Mon. Dec 6th, 2021

About 42 percent of eligible voters voted in Sunday’s vote, leading to a major defeat of Venezuelan opposition.

Venezuela’s political opposition must rebuild and reflect on its strategy after suffering a heavy defeat weekend elections, said leader Juan Guaido, calling for unity under the leadership of the fragmented movement.

The opposition on Sunday broke an almost four-year election boycott to run for mayor and governor, but paid for its failure to nominate some candidates against President Nicolas Maduro’s ruling United Socialist Party (PSUV).

Opposition figures have won in just three of 23 states, while Maduro allies have won 18 governorships, according to updated election results published by the National Electoral Commission (CNE) on Monday.

Maduro’s ruling party and its allies were well positioned to claim the last two states, while a PSUV candidate also held the mayor’s office in the capital, Caracas. The president on Sunday hailed the result of the vote as an “impressive” victory to be “celebrated”.

It was the first time in almost four years that the opposition dispute regional polls, encouraged in part by the presence of European Union (EU) observers.

Electoral officials said Monday that 42.2 percent of the South American country’s 21 million registered voters went to the polls on Sunday, although it has not yet published final official results.

Al Jazeera’s Teresa Bo, who reported from Caracas, said low voter turnout did not help the opposition.

“They expected that checks on the ground would help them achieve their goal. However, things did not go as planned, “Bo reported. “The biggest problem facing the opposition here is that about 60 percent of the population did not vote … but also the great division that exists within the opposition.”

Analysts said before the vote that the opposition’s late decision to participate and infighting over whether he should elect candidates would damage his performance.

Guaido, the former speaker of Congress who is recognized by the US and his allies as Venezuela’s legitimate leader, said on Monday that the opposition must “rebuild itself” after the disappointing result.

President Nicolas Maduro’s allies win 18 out of 23 governorships in Sunday’s vote [Yuri Cortez/AFP]

“Today opens a new phase,” he said without providing details. “Today is a time for reflection under our leadership … This is not the time for fighting or egotism among political leaders.”

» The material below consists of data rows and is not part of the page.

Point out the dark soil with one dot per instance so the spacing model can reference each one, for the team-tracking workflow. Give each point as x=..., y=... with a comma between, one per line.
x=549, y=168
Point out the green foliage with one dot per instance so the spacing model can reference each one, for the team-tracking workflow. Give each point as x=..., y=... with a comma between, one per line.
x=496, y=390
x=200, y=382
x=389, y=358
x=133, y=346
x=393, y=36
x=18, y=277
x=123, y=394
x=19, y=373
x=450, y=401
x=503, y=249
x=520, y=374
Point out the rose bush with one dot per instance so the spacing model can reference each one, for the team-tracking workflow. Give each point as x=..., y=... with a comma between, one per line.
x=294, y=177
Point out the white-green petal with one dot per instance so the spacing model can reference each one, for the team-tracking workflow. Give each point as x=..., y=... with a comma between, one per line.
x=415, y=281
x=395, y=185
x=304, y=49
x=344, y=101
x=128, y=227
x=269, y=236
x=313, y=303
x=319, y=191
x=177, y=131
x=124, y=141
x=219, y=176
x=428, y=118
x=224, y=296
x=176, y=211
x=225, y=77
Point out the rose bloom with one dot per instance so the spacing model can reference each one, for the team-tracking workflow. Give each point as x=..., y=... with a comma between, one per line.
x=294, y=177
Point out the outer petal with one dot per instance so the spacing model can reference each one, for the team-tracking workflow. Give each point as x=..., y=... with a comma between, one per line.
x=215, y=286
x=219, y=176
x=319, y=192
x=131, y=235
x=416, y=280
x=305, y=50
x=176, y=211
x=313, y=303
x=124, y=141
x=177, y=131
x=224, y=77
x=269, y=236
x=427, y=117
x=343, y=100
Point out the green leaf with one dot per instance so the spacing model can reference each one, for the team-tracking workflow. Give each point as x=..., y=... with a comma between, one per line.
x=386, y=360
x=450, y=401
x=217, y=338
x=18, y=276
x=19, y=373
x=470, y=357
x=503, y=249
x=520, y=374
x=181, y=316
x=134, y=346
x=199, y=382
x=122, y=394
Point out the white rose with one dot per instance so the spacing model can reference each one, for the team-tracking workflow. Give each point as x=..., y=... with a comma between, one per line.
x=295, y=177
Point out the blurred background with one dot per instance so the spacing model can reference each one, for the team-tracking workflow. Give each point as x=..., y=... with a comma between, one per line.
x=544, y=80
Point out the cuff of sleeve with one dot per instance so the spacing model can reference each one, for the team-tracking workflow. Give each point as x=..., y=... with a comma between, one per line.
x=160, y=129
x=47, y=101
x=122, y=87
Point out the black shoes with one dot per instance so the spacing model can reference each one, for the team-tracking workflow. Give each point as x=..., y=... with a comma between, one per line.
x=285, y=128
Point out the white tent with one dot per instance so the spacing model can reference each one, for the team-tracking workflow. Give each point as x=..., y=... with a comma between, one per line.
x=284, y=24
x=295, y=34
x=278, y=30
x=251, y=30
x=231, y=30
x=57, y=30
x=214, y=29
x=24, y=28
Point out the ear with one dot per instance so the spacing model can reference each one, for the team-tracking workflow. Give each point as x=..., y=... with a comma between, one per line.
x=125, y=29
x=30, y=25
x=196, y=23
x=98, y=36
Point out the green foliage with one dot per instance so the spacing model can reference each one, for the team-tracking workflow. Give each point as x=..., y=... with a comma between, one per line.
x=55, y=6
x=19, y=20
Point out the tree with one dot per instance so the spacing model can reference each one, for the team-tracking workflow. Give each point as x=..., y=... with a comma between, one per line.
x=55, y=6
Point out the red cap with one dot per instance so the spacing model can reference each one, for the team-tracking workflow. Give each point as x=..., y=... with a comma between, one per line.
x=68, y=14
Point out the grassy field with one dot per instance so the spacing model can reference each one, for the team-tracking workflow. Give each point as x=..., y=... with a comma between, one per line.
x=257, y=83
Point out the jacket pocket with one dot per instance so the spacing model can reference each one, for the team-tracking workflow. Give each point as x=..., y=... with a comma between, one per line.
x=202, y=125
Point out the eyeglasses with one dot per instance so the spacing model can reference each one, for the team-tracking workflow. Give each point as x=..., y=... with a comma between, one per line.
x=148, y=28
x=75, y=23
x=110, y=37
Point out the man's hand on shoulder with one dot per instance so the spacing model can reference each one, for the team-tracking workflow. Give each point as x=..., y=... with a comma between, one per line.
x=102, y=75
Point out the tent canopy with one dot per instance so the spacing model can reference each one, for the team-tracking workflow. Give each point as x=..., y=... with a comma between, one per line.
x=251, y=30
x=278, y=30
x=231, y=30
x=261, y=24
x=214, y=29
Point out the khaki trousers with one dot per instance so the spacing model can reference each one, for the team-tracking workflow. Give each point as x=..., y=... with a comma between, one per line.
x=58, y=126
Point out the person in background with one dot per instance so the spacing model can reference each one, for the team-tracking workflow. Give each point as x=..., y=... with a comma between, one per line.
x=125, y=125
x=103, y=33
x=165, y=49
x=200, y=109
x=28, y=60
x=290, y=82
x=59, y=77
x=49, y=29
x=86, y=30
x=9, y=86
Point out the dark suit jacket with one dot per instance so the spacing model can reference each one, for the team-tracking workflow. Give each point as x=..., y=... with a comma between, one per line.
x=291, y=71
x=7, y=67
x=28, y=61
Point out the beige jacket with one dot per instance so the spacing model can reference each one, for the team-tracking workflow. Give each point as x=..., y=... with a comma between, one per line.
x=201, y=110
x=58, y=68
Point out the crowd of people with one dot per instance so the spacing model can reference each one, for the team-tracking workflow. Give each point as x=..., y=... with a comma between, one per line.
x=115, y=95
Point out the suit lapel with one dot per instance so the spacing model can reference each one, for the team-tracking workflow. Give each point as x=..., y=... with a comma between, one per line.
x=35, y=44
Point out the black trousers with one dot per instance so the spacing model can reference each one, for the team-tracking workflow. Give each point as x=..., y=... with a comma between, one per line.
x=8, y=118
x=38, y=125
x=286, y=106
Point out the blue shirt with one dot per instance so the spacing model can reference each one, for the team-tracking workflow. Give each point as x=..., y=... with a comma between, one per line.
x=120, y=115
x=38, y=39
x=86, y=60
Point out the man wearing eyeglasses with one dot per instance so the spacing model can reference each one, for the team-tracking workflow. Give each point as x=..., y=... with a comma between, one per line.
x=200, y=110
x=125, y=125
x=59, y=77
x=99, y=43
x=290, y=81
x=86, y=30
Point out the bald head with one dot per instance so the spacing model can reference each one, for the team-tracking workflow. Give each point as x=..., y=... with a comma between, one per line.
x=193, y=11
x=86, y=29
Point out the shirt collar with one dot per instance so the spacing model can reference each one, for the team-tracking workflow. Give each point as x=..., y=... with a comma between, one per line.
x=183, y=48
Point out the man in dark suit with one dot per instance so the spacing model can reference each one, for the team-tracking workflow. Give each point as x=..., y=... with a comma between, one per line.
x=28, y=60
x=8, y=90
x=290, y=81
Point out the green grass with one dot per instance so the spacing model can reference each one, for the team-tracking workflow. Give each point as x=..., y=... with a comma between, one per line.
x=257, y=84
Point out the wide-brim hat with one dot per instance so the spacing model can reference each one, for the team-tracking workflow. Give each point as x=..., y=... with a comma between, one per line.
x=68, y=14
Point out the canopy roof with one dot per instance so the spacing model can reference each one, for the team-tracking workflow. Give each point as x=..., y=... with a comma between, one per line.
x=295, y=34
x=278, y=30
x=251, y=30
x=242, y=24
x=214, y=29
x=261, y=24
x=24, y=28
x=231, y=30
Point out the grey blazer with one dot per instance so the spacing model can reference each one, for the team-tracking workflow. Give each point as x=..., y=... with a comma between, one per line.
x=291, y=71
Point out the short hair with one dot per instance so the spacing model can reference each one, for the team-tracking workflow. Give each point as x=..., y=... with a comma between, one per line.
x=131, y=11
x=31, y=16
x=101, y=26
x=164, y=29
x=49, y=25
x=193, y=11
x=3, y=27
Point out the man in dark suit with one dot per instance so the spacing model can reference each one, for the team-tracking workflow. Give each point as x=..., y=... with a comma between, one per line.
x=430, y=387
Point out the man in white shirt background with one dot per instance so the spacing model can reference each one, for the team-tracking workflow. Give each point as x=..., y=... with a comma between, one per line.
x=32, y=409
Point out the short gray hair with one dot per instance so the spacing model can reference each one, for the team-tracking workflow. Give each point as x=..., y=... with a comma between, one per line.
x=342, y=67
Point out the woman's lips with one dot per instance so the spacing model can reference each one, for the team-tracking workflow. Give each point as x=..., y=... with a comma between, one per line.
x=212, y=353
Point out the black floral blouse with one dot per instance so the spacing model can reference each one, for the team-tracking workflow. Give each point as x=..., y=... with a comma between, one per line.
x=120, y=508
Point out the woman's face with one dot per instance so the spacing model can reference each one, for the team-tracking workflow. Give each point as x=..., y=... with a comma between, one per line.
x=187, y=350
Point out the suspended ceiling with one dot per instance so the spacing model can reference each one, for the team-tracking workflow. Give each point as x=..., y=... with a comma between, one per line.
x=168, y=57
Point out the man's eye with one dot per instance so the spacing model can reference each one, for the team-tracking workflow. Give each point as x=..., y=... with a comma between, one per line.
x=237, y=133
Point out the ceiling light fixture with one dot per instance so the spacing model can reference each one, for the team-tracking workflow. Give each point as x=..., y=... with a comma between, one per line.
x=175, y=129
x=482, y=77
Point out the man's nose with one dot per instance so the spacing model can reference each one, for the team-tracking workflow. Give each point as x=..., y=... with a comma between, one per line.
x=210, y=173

Guaido also said what happened on Sunday underscored “the obvious need for unification” among opposition forces if they want to challenge the ruling party, or Maduro, in the 2024 presidential election.

Earlier Monday, U.S. Secretary of State Antony Blinken accused Maduro’s government of holding flawed elections that “skewed the process” of determining the outcome in advance in his party’s favor, citing harassment and a ban on opposition candidates, voter roll manipulation and censorship.

A preliminary report from EU election observers is due to appear on Tuesday, but there have been no major reports of disruption.

Meanwhile, Maduro said on Sunday that a return to negotiations in Mexico with the Venezuelan opposition would not take place until “the kidnapping” of a prominent government envoy Alex Saab – which was recently extradited to the US on charges of money laundering – is accounted for.

The conversations, which began in August, is intended to find a way out of Venezuela’s economic and social crisis.

Guaido said he was cautiously optimistic that the government would return to the table and discussed with international allies ways to increase pressure on Maduro’s government.